Vida eremítica en la ciudad (parte 2)


Las ciudades actualmente, al igual que el desierto de antaño, es un lugar de lucha entre el bien y el mal, entre la justicia y la injusticia, en la solidaridad y el individualismo, entre el uso responsable de los recursos y el consumismo, entre otras.

Quienes optamos por vivir como eremitas en la ciudad enfrentamos a diario estas luchas, y desde estos contextos, comprendemos el lenguaje simbólico utilizado por los escritores antiguos que narraban las luchas de los Padres del Desierto contra las fuerzas del mal.

A esa lucha exterior se suma la lucha  contra aquellas cosas que son parte de nosotros y que obstaculizan nuestro camino hacia Dios. Para los monjes y las monjas eremitas, a diferencia de quienes viven en comunidad, la soledad es permanente y si en ella no está Dios presente, la invaden los recuerdos, los pensamientos, las fantasías; lo que los Padres del hesicasmo llaman el “vagabundeo de los pensamientos”.

La ciudad, entonces, nos enfrenta a una doble lucha, exterior e interior. Debemos superar los ruidos exteriores y los interiores. Estamos enfrentados a imágenes exteriores y las interiores. No es lo mismo ser eremita en el campo que en la ciudad. En el campo los ruidos y las imágenes son de la naturaleza y nos contactan con Dios. En la ciudad nos invaden las bocinas, los motores, las sirenas, las voces de la gente, las propagandas; casi todo el entorno, nos invita a la estabilidad en la ermita; y todo ese bullicio nos desafía a descubrir la presencia divina también ahí, donde todo parece hostil, donde, como a San Antonio, los demonios lo atacaba con gritos y gruñidos y otros tipos de ruidos y él permaneciendo en su celda y en oración los venció.

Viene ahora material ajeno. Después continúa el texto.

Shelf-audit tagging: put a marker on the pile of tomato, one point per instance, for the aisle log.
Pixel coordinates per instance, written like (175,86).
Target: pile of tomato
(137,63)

En la ciudad, las monjas y los monjes eremitas sentimos la necesidad de descubrir a Dios y mantenernos en su presencia y protección durante toda la jornada. Si bien el día transcurre entre todo ese bullicio y ahí también debemos buscar a Dios; la noche es el tiempo privilegiado para el encuentro; en efecto, al iniciarse la noche, los ruidos tienen a desaparecer, la ciudad comienza a entrar en calma y nosotros a gozar del silencio que nos permite el encuentro; igualmente, la madrugada, cuando aún la ciudad no ha despertado, es el tiempo favorable para que podamos estar en la presencia divina, donde Oficio Divino, Lectio Divina, oración personal se desarrollan en armonía con el entorno.

Pero también, en la ciudad encontramos gran cantidad de insumos para nuestra oración, ella nos proporciona situaciones, personas, hechos, noticias que nos invitan a orar, bien dando gracias, bien intercediendo, bien pidiendo perdón.

Ser monje o monja en la ciudad, es como el funcionario o funcionaria del municipio que enciende las luces de las calles en la oscuridad de la noche; en efecto, las monjas y los monjes señalan a la Iglesia y a la sociedad la presencia de Dios, en medio de “tantas presencias de la ciudad”.